Thursday 31 May 2007

Then and Now

I've got a picture of my eldest, aged four months, sitting in her grandfather's arms. She is grinning up at him in a beguiling way, her face radiating perfect unstudied innocence. Her face is also just the tiniest bit dirty (I suspect that she is wearing part of her lunch on her cheeks and her grandfather has not realized this), and she is clapping her tiny hands, which look wet, as though she has been chewing on her fingers, and the clothes she is wearing are a mess. Her hair looks like it hasn't been brushed in the past twenty-four hours. In short, she is a rather slimy, ungroomed, mucky pup. But oh, what a beauty.

Fast forward sixteen years. My eldest is getting ready to go to work, a process that can take up to two hours, especially when there is anything like physics or chemistry homework to be done or it is her turn to do the dishes. Her thick, bushy hair has been ironed to an unnatural metallic smoothness, her beautiful eyebrows have been plucked to a ridiculously thin line. She has done things to her face that I wish she had not done (though I thank God that she has thus far restricted her piercings to her ear lobes), and her lips are glossy with fruity stuff that she seems compelled to refresh every thirty minutes. She is wearing clothes that make me want to run up to her and cover her in a burqua, and shoes that I cannot believe are comfortable. In short, she is a gussied-up, under-dressed over-groomed young thing. But oh, what a beauty.

StumbleUpon.com

8 comments:

Katie Alender said...

Well, there's the hope that someday she'll find the happy medium. ;-)

brianf@ozonline.com.au said...

We have the usual children's photos of the grubby-face , daggy-dak style -- but I did insist that absolutely NO photos be taken of them naked on rugs and the like .

Such , to my thinking , are an abomination -- particularly when they are brought out for jolly laughs at birthday parties when the child has achieved twenty-one .

patterjack

Unknown said...

Beauty is amazing and looks so different depending on the heart that surveys it. And I don't think I have had a moment where I thought any of my children and now grandchild, has been anything but beautiful.

Kim Ayres said...

I'm sure I was commenting on someone else's blog recently about how genetics and impringing and the like mean that everyone thinks their kids are the most beautiful in the world.

Fortunately for me, while everyone else is suffering from a slight delusion, MINE ACTUALLY ARE the most beautiful kids in the world

Mary Witzl said...

Katie -- I am thrilled that she's growing up, bittersweet though it is. But I really do wish she'd leave her eyebrows alone...

Brian -- I agree about the naked rug shots. Babies are undignified enough as it is, and it is wrong to take advantage of this. But sometimes when they patronize me, I always wish I had a few naked-baby-on-bearskin rug pictures to brandish at them, just to take them down a peg or two.

Carole -- There have been one or two times -- okay, one or two hundred times -- when I've looked at my kids and thought they could act a little better, but I too have always found them beautiful.

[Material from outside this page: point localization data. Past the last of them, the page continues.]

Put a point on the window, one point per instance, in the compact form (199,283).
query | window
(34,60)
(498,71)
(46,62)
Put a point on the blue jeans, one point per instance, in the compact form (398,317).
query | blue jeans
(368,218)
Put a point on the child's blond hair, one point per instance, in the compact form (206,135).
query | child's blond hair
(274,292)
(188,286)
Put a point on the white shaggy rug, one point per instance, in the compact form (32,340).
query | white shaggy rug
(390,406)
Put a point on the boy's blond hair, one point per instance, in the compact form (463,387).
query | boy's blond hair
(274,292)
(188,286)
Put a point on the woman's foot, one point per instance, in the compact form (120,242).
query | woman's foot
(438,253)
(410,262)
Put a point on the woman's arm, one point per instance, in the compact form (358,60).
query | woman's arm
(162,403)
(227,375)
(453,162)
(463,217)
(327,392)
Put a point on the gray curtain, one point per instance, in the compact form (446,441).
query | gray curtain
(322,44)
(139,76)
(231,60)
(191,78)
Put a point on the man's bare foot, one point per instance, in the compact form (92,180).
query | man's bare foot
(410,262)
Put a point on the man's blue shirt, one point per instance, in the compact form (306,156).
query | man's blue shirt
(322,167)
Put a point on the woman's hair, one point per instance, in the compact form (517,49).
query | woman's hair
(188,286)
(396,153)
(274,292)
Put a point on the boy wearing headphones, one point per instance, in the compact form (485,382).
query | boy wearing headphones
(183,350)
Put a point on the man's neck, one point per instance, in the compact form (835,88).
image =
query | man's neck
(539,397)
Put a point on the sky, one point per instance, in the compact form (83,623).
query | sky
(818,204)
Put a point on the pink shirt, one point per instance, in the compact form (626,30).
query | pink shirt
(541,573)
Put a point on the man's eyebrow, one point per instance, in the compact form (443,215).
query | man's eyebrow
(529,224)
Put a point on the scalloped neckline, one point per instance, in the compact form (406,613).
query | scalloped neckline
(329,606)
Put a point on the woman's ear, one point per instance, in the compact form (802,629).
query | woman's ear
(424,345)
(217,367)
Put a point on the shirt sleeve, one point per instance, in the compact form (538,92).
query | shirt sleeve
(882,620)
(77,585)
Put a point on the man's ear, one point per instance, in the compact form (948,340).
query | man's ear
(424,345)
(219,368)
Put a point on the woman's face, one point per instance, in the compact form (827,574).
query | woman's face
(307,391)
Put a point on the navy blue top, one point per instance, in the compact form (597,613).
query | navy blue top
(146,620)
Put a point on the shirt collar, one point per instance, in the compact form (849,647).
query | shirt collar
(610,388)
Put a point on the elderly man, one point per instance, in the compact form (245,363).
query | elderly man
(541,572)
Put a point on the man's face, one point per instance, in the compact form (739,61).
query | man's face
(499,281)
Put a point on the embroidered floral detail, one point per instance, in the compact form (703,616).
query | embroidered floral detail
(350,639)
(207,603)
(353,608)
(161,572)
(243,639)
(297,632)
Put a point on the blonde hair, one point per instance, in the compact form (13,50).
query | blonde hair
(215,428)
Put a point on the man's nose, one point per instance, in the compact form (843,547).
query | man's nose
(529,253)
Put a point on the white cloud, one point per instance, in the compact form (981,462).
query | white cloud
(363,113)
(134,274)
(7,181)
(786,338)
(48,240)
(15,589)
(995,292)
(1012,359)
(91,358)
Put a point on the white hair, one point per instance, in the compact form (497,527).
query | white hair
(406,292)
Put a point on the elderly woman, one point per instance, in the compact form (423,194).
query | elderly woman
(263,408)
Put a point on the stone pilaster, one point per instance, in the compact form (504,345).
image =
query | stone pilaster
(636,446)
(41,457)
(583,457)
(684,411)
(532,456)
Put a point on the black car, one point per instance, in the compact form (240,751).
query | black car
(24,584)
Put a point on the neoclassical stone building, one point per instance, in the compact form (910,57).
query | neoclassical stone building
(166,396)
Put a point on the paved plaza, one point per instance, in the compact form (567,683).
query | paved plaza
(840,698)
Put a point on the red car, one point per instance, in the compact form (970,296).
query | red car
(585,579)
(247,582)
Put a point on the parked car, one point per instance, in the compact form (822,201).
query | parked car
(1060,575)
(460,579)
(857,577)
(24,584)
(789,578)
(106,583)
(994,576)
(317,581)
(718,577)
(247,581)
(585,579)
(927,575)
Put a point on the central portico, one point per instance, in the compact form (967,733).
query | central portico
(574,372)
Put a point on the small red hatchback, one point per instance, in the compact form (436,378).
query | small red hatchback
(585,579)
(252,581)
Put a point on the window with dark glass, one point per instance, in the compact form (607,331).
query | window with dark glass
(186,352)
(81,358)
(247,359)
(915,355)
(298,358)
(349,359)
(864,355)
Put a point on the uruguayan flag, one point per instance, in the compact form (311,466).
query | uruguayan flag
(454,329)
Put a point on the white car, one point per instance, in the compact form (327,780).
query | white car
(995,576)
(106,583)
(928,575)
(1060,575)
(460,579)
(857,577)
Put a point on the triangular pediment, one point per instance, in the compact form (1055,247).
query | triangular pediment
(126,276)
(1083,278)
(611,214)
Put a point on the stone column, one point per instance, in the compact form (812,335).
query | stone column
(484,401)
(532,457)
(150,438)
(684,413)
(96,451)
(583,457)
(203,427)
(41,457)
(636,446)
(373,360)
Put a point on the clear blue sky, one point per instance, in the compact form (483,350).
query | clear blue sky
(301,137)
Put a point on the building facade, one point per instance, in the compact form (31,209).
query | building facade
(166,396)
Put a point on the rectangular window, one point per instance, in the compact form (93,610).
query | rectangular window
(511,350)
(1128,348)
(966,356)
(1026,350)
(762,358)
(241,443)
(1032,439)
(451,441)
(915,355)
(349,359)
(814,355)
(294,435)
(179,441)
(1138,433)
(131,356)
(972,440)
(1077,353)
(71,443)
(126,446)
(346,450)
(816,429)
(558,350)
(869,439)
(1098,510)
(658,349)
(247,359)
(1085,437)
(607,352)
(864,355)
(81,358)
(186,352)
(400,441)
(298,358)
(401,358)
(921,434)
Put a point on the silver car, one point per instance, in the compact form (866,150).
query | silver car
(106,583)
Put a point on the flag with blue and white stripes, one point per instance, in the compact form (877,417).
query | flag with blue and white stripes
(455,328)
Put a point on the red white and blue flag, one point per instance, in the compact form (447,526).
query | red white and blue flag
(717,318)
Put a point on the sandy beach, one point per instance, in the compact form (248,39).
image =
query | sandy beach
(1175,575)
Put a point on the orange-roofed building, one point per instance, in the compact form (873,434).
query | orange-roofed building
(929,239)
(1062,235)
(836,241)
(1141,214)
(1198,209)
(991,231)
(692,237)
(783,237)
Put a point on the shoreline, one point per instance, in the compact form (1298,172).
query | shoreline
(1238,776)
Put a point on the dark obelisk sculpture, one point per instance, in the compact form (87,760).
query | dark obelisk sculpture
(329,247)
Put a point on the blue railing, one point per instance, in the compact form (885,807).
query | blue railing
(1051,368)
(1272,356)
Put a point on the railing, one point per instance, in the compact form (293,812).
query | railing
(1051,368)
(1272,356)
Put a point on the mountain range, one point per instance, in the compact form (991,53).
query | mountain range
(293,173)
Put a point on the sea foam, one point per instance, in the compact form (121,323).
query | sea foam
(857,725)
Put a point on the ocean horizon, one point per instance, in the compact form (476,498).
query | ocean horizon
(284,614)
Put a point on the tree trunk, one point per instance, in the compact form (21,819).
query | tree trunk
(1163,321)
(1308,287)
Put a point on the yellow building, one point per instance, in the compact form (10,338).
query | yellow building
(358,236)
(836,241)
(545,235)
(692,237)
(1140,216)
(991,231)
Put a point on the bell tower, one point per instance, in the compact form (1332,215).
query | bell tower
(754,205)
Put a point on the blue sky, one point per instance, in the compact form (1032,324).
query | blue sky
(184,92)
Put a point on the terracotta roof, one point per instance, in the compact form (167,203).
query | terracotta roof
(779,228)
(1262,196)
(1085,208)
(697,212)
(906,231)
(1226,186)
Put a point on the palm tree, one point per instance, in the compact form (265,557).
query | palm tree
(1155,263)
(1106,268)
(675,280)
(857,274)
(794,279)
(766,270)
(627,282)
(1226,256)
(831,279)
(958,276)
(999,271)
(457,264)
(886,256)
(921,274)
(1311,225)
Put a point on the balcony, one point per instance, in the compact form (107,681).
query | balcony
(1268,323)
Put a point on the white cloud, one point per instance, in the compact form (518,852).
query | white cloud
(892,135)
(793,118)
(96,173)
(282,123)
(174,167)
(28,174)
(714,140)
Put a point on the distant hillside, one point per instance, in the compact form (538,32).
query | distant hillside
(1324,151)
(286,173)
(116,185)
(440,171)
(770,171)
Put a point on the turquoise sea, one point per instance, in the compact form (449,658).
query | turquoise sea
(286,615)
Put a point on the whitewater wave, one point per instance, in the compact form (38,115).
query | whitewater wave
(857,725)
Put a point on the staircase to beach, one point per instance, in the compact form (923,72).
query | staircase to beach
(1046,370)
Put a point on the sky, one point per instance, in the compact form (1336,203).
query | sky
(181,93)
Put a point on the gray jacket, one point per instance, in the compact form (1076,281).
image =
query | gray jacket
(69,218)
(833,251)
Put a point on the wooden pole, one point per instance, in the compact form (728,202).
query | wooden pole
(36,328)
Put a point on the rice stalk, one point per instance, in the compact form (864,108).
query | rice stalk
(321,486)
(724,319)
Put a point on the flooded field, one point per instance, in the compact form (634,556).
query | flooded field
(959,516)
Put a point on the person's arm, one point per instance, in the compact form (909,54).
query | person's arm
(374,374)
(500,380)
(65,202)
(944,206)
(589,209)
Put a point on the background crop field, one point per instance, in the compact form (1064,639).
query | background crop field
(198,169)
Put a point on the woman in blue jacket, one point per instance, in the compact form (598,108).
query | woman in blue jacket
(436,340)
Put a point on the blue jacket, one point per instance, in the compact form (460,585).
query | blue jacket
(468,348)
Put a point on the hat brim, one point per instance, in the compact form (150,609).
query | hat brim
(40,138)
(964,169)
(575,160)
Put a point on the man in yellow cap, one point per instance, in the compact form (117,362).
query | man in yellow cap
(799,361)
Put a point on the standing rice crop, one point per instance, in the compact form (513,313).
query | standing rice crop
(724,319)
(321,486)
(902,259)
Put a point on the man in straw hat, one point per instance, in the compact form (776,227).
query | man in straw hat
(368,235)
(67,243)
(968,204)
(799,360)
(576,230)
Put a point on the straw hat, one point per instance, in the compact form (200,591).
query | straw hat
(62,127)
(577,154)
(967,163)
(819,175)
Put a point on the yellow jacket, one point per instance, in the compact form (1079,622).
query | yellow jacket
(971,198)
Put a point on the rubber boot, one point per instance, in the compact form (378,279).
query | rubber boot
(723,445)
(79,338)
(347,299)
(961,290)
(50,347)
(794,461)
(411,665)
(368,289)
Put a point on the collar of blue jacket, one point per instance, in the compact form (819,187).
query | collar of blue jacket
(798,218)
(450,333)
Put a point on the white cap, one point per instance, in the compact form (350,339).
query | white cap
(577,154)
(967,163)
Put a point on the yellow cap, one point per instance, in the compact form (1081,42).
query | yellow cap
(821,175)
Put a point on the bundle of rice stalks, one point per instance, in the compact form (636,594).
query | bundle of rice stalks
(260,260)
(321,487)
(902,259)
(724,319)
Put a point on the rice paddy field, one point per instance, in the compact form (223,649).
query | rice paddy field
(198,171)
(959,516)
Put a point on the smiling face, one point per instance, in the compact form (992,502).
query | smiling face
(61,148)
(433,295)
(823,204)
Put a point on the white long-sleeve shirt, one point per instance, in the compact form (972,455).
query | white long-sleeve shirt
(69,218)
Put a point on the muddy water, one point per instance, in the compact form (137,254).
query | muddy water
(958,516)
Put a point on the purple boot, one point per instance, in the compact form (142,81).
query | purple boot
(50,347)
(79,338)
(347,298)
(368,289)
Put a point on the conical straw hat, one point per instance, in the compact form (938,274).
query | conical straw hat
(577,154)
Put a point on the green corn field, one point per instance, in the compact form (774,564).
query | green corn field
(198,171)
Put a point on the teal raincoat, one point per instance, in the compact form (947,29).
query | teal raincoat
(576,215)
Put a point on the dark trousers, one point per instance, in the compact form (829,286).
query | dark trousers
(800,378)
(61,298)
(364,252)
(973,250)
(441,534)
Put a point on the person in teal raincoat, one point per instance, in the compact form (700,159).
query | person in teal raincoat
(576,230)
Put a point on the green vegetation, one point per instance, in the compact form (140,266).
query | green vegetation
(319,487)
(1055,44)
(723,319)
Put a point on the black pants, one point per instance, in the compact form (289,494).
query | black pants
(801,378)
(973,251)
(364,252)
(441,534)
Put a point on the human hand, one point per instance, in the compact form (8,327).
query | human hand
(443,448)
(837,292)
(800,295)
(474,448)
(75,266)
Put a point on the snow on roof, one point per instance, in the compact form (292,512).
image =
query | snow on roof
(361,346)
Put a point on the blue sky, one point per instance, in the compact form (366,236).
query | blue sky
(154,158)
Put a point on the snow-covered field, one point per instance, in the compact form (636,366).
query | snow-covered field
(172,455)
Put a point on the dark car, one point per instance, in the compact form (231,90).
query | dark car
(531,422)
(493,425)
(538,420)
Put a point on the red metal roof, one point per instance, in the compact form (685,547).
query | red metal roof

Kim -- I remember feeling sorry for the other mothers in the hospital when I had my youngest. She was an amazingly round, fine-looking baby and so completely superior to all of the other infants that it was shockingly obvious. When I caught myself pitying the other mothers, I felt so embarrassed. But there it was...Nice to know that I couldn't help myself because of genetic programming.

brianf@ozonline.com.au said...

I must be the odd one out among parents .
It is true that I do not subscribe to the generally held idea that babies are beautiful , especially when only recently born , but I would not wish to insult anyone's feelings with comments about parental sentimentality etc . Big Grin .

My first experience of fatherhood was seeing this swaddled object held up behind a glass screen , very blond , but with eyes painted round with some sort of orange coloured stuff ( this was 55 years ago ! ) and I swear that the child's head had points , making it look like a cube.
I went away muttering to myself : I have sired a Kraut
He grew to be a bit of a lady-killer though.
The two later girls were babies and that's all .

None of my children were really beautiful babies , taking after their father rather than their mother in physical matters ,

Their intelligence and general quality of mind , which to me are much much more important, are another matter entirely.

Their children have left my genes out in the cold somewhere , I am happy to say .

Mary Witzl said...

Brian -- 'I have sired a Kraut.' That really made me laugh!

My eldest was born with a rather pointy head too; I think that might have had something to do with her having been delivered with forceps. Unlike any of the other babies, all of whom were 100% British, she also had a full head of hair. The only other babies with hair were Asian, so mine attracted a lot of attention from Asian and Caucasian mothers alike, as though I'd managed some wonderfully clever party trick.

Anonymous said...
This comment has been removed by a blog administrator.